The other object is the federated ClickHouse cluster, which creates metadata for the ClickHouse cluster for an individual Kubernetes cluster in different regions. So it will say, for cluster one in this region these are the settings, and in this region these are the settings, and it will use the open source ClickHouse operator’s objects to spawn them within these local clusters. That’s the model we work with. We did have multiple iterations to really harden this and get it into a very stable working state, and on top of this we have a lot of monitoring so we know exactly what is happening in case of any state inconsistencies, but this has really turned out well for us. These controllers run on a federated control plane on Kubernetes, and they don’t run on the local Kubernetes clusters; that’s how our default deployment looks.
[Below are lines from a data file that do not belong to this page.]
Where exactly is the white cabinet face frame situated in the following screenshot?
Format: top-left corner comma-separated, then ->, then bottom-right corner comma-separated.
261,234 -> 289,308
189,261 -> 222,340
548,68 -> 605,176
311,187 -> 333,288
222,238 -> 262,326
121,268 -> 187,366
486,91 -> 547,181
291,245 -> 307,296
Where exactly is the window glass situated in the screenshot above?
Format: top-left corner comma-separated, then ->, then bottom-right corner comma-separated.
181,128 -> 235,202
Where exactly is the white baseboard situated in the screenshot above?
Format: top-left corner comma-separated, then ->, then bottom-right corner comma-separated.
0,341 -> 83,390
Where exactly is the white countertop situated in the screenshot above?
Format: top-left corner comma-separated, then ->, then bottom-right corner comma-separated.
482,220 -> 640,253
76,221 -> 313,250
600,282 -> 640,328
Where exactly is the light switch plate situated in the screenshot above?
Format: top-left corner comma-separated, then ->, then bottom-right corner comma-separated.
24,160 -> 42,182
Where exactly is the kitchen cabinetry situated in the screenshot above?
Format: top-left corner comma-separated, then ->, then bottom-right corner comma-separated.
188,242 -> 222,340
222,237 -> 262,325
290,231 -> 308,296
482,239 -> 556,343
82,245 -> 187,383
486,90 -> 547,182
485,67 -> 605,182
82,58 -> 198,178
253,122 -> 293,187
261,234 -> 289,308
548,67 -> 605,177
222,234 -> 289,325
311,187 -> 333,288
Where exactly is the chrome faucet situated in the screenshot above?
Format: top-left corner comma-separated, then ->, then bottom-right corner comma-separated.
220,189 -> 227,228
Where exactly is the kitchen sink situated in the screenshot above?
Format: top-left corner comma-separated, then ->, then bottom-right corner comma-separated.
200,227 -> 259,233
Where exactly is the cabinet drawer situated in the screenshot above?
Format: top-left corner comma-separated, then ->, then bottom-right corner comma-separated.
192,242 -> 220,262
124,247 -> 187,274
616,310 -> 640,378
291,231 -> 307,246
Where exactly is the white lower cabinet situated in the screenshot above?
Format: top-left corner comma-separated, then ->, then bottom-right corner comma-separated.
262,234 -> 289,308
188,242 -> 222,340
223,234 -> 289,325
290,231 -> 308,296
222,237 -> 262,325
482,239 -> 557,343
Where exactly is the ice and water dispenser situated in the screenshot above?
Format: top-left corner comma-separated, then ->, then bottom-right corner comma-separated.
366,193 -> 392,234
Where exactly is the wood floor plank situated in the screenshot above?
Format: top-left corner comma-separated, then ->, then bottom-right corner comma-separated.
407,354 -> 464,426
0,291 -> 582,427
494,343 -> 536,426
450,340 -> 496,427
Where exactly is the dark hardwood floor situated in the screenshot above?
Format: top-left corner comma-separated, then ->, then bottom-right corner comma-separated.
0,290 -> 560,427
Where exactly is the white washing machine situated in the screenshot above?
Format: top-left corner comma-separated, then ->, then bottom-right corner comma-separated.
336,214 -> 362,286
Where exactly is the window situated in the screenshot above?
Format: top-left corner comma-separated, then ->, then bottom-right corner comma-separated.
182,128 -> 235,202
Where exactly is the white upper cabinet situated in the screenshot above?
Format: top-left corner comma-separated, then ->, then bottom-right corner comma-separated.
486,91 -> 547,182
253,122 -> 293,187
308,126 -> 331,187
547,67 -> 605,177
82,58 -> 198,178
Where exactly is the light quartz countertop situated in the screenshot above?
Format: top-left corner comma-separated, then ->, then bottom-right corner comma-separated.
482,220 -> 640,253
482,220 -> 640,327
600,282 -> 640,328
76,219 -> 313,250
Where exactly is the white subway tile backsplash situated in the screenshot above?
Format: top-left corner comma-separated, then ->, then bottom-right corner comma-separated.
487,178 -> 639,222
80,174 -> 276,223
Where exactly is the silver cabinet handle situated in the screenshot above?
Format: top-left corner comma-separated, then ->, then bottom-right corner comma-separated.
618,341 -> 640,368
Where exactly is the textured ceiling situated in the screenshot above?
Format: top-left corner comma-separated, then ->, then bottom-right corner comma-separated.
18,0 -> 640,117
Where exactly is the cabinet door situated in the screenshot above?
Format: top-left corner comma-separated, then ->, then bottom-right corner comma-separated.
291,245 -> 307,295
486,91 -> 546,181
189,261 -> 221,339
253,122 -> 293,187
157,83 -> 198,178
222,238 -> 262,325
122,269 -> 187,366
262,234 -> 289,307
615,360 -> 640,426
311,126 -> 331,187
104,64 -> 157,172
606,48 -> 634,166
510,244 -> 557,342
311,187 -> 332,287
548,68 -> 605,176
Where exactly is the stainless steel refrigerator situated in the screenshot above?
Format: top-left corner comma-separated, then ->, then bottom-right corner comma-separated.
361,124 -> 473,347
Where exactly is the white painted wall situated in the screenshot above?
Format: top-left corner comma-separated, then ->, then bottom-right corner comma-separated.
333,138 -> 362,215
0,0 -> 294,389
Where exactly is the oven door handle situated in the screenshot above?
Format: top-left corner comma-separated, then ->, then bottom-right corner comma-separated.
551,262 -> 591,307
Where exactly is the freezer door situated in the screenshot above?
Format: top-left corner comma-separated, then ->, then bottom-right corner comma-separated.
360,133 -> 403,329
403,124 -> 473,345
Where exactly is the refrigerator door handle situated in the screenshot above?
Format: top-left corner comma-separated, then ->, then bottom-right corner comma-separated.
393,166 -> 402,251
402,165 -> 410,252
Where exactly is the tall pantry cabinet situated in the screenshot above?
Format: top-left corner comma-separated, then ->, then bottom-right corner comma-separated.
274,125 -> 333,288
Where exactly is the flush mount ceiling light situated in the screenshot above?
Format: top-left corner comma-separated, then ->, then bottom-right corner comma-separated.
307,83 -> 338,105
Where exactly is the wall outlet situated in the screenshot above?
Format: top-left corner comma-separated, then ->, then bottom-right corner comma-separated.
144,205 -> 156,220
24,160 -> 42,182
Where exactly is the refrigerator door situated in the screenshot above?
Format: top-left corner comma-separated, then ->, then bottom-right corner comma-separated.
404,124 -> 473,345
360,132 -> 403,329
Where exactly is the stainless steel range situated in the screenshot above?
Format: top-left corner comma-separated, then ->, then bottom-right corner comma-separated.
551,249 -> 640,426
27:15 — Overall Architecture: Ingress and Egress
Sudeep Kumar: In terms of architecture, this is what our overall high-level architecture looks like. We have ingress and egress. Ingress means your ingestion layer, and egress means your query layer, where all the query traffic comes from. The ingress layer is made of multiple processors, switched like a pipeline. At the moment you get a signal in your ingestion layer, it goes through different pipeline stages. First you validate the signal, then you see whether it adheres to the schema, and once it adheres to the schema we do a lookup on the backend infrastructure to find where it has to be written, and we go ahead and write onto the infrastructure and give an acknowledgement back to the client. At the same time, we additionally push some of this data onto the Kafka backend.
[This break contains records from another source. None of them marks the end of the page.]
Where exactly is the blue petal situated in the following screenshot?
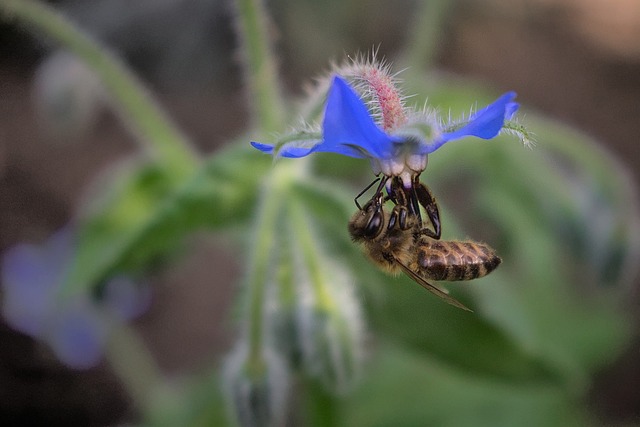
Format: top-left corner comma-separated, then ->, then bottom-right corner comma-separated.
251,76 -> 402,159
314,76 -> 400,159
45,301 -> 108,369
251,141 -> 273,154
420,92 -> 519,154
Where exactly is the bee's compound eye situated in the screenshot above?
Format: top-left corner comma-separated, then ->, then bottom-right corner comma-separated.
364,211 -> 384,237
398,207 -> 408,230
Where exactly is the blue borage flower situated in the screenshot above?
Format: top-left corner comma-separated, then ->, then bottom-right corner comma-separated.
251,75 -> 518,186
0,228 -> 150,369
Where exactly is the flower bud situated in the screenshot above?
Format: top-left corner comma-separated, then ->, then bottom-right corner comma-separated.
224,340 -> 289,427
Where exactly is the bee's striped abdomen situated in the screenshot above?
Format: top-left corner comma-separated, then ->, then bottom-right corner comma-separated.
417,238 -> 502,281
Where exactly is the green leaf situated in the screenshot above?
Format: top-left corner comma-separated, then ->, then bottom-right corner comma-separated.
340,341 -> 590,427
65,144 -> 271,291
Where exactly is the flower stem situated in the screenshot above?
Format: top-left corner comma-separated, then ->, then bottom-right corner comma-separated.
289,200 -> 335,310
247,162 -> 299,367
235,0 -> 284,132
0,0 -> 196,177
106,325 -> 162,411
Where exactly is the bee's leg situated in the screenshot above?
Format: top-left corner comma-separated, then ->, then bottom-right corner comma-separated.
353,176 -> 389,210
413,177 -> 442,239
387,205 -> 409,230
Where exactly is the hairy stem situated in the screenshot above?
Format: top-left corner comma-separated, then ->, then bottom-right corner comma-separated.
0,0 -> 196,177
236,0 -> 284,132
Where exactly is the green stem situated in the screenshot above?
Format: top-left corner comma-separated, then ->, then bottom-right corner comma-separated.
400,0 -> 456,72
0,0 -> 196,177
236,0 -> 284,132
106,325 -> 162,411
247,162 -> 296,366
289,200 -> 335,310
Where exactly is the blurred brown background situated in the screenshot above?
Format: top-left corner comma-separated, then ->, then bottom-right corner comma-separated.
0,0 -> 640,425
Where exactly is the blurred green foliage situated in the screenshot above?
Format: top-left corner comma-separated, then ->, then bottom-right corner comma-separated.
2,0 -> 639,426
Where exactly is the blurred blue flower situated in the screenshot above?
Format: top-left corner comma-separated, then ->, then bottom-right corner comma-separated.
251,76 -> 518,184
0,228 -> 149,369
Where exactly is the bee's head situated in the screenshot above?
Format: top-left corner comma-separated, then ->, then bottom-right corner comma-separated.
349,199 -> 385,242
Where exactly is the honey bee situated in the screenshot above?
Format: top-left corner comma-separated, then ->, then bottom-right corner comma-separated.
349,179 -> 501,311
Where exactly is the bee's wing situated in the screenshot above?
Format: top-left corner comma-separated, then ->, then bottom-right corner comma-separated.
396,258 -> 473,312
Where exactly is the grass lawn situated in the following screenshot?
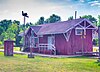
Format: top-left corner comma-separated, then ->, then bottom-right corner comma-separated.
0,52 -> 100,72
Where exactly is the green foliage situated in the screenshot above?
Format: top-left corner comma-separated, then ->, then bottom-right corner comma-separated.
93,39 -> 98,46
97,15 -> 100,26
0,52 -> 100,72
45,14 -> 61,23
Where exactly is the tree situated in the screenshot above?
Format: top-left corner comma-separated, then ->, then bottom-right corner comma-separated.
82,15 -> 97,24
68,16 -> 74,20
45,14 -> 61,23
97,15 -> 100,26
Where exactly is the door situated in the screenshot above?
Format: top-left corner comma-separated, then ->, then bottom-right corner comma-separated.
48,36 -> 53,49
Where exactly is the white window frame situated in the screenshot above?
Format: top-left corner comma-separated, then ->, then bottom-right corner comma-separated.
34,37 -> 39,48
75,27 -> 86,35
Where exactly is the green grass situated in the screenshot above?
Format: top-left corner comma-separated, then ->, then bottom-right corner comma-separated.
0,46 -> 20,51
0,52 -> 100,72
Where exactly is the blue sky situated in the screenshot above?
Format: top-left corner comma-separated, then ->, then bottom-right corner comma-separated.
0,0 -> 100,23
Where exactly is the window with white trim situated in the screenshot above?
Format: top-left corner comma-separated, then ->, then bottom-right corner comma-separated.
75,28 -> 86,35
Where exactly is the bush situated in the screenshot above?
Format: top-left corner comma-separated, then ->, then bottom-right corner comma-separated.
0,46 -> 4,49
0,41 -> 2,46
93,39 -> 98,46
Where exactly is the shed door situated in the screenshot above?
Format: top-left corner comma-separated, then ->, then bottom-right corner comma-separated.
48,36 -> 53,49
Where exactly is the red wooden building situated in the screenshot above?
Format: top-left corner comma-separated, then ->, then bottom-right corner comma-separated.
20,18 -> 97,55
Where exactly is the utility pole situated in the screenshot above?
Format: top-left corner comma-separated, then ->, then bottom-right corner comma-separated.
97,26 -> 100,62
22,11 -> 29,49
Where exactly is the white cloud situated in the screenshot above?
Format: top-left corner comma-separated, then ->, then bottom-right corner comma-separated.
88,1 -> 100,7
80,0 -> 85,2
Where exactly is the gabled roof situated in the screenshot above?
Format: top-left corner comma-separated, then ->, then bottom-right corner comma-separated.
19,18 -> 95,35
31,18 -> 96,35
As we talked about earlier, the ingestion layer and the query layer use this thin library called the ClickHouse discovery module, which looks at the cluster’s view of the ClickHouse infrastructure and gets all the real-time states of the pods to see whether a pod is healthy or not, and will only use those handles to write the data, so your availability is pretty good that way. On the query layer, we have different formats exposed, which we’ll talk about later, but the most popular one is visualizing the data through Grafana. This visualization uses our own custom data source on Grafana, which adheres to a particular API format, so we encourage users to come onto our platform and use this plugin to visualize the data. On the ingress layer we also have remote read and remote write of Prometheus implemented, so your Prometheus Alertmanager can directly plug into egress and you can potentially have an alerting layer as well. Users can of course also have API-based access, which is always access controlled, so you need to authenticate and authorize yourself before you can query anything out of our backend. The ClickHouse clusters themselves are deployed across two regions, region A and region B. Typically we have two replicas in each region, so we have four copies essentially across two regions, and that’s the model we’re going with.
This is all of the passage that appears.